Our pricing strategy discussion for this issue concerns gifts vs. price discounts to encourage purchases. Which work best?

Discount vs. Premium

I just uncovered a very interesting piece of research from Sinha & Smith that ran in the journal of Psychology & Marketing in March 2000.They were looking at consumer responses to what marketing academics call “transaction value.” Transaction value is whatever is driving the consumer’s perception of value at the moment of purchase. A discount will increase the consumer’s perception of value, as will added bonuses.

So… which is better? There is a clear winner!

Like gains / HATE losses

The psychological basis for what consumers are thinking as they see your offering(s) is “prospect theory.” One of the most interesting pricing strategy aspects of this theory is that people are more sensitive to losses than to gains.
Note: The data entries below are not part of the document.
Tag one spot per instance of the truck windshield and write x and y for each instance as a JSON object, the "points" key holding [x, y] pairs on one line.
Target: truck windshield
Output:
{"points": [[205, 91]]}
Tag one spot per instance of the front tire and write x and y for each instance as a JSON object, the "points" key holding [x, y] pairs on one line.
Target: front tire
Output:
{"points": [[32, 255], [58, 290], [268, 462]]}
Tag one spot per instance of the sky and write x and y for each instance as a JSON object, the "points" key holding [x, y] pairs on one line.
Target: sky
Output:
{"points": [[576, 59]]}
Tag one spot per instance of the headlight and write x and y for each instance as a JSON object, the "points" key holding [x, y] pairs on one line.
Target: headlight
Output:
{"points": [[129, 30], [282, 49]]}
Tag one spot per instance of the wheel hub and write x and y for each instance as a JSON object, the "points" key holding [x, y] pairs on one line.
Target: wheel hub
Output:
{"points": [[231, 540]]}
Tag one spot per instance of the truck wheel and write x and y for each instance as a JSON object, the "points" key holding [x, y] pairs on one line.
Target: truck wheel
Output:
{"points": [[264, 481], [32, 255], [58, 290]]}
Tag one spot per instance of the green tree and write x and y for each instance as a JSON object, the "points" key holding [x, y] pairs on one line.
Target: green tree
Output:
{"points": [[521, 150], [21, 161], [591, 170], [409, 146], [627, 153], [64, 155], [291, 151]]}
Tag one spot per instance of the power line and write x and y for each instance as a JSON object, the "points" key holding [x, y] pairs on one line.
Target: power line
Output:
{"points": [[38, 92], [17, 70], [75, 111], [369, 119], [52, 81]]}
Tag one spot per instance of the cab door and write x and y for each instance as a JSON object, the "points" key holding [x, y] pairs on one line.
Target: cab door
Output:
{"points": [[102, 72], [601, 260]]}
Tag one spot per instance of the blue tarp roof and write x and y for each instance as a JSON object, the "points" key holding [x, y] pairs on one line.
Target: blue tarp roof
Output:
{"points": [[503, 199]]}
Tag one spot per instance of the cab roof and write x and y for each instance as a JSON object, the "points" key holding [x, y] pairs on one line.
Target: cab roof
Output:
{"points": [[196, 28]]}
That means while they love extra gains (bonuses, better quality, a price discount, etc.), they don’t love them as much as they HATE extra losses.
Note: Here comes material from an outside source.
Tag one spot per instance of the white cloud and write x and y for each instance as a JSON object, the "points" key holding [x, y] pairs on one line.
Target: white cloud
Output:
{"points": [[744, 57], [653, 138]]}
An easy way to see this in action is to look at a business that charges extra for the customer to use his/her credit card. Even if it is only 2%, customers absolutely hate this. Now picture this same customer coming to the cash register and being told that as a special today, they get 2% discounted from their purchases. Will they be jumping up and down in elation? Calling everyone they know to rave at their happiness?

No. They are likely to smile and say, “That’s great!” and mean it. But it won’t make their day.
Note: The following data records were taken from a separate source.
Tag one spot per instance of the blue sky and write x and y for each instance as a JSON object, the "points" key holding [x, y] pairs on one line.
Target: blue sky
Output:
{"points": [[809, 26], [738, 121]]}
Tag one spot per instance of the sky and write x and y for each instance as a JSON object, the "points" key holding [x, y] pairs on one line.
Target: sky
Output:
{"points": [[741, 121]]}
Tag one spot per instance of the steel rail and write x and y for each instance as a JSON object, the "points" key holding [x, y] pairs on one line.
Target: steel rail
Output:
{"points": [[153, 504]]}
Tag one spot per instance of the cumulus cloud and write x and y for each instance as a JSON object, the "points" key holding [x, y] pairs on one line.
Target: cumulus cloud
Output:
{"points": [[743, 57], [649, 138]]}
What’s the answer for this business? Using this theory, they should Increase all prices by 2% and give everyone who pays cash a 2% cash discount. This way the person using a credit card pays the “normal” price, so there’s no reason to blow a fuse. And everyone else gets a nice little discount.

So what does this mean for pricing strategy?

So what does this mean when it comes to cash discounts vs. bonuses or premiums?

Consumers close to making a purchase do a mental accounting of what their gains and losses would be from the purchase. The price is in the loss column and the product/service is a gain.

But… consumers treat bonus gifts or price discounts differently in this accounting. Price discounts are usually framed in your customers’ minds as a reduced loss. They lump your price discount into the overall cost of the product/service. Yes, it reduces the perceived loss, but once it’s lumped into the price — it disappears.

Now the price is just a lower loss — but still a loss. Whereas bonus gifts are always framed in a consumer’s mind as a gain.

So here’s how the scale then looks: 
— Loss (price) 
— Gain (product/service)
— Extra gain (bonus/gift)

If you get more sales by offering a discount than a bonus/gift, you are probably not using the best bonus/gift for your market. Try testing several different ones. You can probably cut your discount AND increase unit sales all at the same time — with the right bonus.

And you know what a rocket lift that would give your profits!